Scientists at IBM Research in the US have obtained light from a carbon nanotube by a passing current through it. Phaedon Avouris and co-workers say that the device could be used to fabricate ultrasmall optoelectronics devices for applications in high-speed communications (J A Misewich et al. 2003 Science 300 783).
Light-emitting devices rely on charge carriers - electrons and holes - being brought together so that they can recombine to emit photons. Single-walled carbon nanotubes have been used as field-effect transistors before and now the IBM team has succeeded in obtaining light from them. Previous nanotubes have only emitted light when excited by another light source such as a laser.

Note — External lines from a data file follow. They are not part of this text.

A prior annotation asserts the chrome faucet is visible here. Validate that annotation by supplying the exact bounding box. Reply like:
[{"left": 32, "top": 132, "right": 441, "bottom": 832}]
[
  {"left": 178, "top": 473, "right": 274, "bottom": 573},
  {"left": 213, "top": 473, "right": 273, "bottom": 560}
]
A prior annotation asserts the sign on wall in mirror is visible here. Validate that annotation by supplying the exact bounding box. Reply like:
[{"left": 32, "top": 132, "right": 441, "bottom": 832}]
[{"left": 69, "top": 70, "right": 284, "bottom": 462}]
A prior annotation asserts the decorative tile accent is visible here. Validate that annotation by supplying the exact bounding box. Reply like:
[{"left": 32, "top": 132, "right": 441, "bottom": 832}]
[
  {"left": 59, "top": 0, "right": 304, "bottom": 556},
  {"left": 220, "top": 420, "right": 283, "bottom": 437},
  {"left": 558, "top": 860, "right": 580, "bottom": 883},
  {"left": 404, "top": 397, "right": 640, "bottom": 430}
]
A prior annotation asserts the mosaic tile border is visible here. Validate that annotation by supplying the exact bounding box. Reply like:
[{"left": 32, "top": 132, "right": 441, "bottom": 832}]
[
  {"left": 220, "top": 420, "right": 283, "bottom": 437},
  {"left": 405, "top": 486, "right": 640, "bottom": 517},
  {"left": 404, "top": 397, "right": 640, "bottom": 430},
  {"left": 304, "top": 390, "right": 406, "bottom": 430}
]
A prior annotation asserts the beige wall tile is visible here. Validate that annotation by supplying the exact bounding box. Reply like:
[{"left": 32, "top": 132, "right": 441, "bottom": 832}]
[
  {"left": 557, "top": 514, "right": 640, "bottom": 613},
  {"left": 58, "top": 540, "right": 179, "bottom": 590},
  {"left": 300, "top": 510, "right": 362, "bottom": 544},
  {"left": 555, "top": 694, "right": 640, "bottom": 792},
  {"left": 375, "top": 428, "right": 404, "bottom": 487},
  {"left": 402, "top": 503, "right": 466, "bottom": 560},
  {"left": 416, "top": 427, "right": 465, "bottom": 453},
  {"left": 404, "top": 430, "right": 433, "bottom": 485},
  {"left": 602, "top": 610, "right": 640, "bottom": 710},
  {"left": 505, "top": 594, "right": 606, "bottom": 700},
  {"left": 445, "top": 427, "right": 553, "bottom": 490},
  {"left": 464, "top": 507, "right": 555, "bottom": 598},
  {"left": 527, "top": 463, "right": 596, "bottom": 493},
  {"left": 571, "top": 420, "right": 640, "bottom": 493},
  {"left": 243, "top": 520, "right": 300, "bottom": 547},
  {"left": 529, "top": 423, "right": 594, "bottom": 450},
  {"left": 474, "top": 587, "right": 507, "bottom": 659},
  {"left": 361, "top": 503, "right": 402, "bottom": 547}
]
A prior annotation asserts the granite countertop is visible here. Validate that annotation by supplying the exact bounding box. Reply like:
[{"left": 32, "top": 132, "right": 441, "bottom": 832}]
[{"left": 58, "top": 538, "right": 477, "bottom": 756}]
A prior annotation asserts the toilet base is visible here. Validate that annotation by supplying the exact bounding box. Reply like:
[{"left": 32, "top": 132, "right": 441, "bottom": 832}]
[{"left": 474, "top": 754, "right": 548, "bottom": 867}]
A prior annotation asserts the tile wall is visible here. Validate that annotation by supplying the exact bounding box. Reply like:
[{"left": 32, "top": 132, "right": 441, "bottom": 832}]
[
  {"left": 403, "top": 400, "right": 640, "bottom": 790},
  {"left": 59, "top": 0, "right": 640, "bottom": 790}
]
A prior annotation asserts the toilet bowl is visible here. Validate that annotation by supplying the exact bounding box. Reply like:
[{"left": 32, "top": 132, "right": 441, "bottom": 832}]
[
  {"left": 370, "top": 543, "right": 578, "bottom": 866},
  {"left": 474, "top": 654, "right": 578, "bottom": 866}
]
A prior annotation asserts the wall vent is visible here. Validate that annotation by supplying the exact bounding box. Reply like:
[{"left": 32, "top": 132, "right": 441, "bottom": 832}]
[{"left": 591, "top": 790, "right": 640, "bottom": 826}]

Avouris and colleagues used single nanotubes to make a three-terminal FET device. They randomly dispersed the nanotubes - each about 1.4 nanometres in diameter - onto a silicon substrate that contained a 150 nanometre silicon dioxide layer. 'Source' and 'drain' contacts were then added at either end of the device so that electrons and holes could be injected (figure 1). The electrons and holes recombined in the nanotube to emit infrared radiation at wavelengths longer than about 0.8 microns. This included light at a wavelength of 1.5 micrometres, which is widely used in fibre-optic communications (figure 2).
The device does not rely on doping to create charge carriers, as silicon transistors do, but is 'biased' so that one part of the nanotube conducts electrons while the other conducts holes. This is achieved by the formation of Schottky barriers - potential barriers that electrons can tunnel through - at the source and drain.
The wavelength of the emission is determined by the band gap of the nanotube, which depends on the diameter of the nanotube. Changing the thickness of the silicon dioxide layer and using other materials to construct the device might improve the overall efficiency according to the IBM team.